Продолжая нащупывать ногами опору, он повернул голову влево. Да, это была машина, но она проехала перекресток на полном ходу и скрылась из виду. Повезло. Если бы она свернула сюда…
Руки опять заскользили. Он чувствовал, как ему на голову сыпется кора.
Одна нога все-таки нашла опору, но теперь он зацепился штаниной за один из металлических наконечников. Он уже понимал, что долго так не провисит. В отчаянии Луис дернул ногой. Ветка качнулась и прогнулась еще сильнее. Руки опять заскользили. Раздался треск рвущейся ткани, и вот Луис уже стоит на двух остриях. Они впивались в подошвы его теннисных туфель, это было неприятно и даже больно, но он все равно стоял. Облегчение в руках перекрывало боль в стопах.
Он еще пару секунд постоял на ограде и сдвинул руки вперед по ветке. Теперь она стала тоньше, и держаться было удобнее. Он качнулся вперед, как Тарзан, и оторвал ноги от наконечников на вершине ограды. Ветка опасно качнулась, и Луис услышал треск. Он разжал пальцы и полетел вниз, надеясь, что с приземлением ему повезет.
Но приземлился он неудачно. Ударился коленом о каменное надгробие, и боль пронзила ногу до бедра. Луис перекатился на траву, держась за колено и стиснув зубы. Оставалось только надеяться, что он не разбил коленную чашечку. Наконец боль немного утихла, и Луис обнаружил, что нога сгибается. Все должно быть нормально. Если он будет двигаться и не даст суставу окостенеть, все должно быть нормально. Наверное.
Он поднялся и пошел вдоль ограды обратно к Мейсон-стрит и своим инструментам. Поначалу идти было больно, и он хромал, но боль постепенно утихла. В аптечке в машине был аспирин. Надо было взять его с собой. Но теперь уже поздно. Он следил за движением на улице, и когда там показалась машина, отступил в глубь кладбища.

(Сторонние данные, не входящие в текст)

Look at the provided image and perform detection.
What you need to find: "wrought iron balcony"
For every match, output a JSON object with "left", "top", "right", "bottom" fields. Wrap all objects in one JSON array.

На Мейсон-стрит, где машин и прохожих могло быть больше, чем в прилегающих переулках, он старался держаться подальше от ограды, пока не подошел к месту точно напротив «сивика». Уже собирался нырнуть в кусты и забрать свой сверток, как вдруг услышал шаги на дорожке стой стороны. Шаги и тихий женский смех. Присев на корточки за высоким надгробием — согнутое колено тут же отозвалось болью, — он следил за парой, которая шла по дальней стороне улицы. Они шли в обнимку, и что-то в их передвижении от одного пятна белого света к другому напомнило Луису старое телешоу. Да, точно! «Шоу Джимми Дюранте». Интересно, что они сделают, если он сейчас выпрямится в полный рост — дрожащая тень в этом тихом городе мертвых — и выкрикнет зычным голосом: «Доброй ночи, миссис Калабаш, где бы вы ни были!»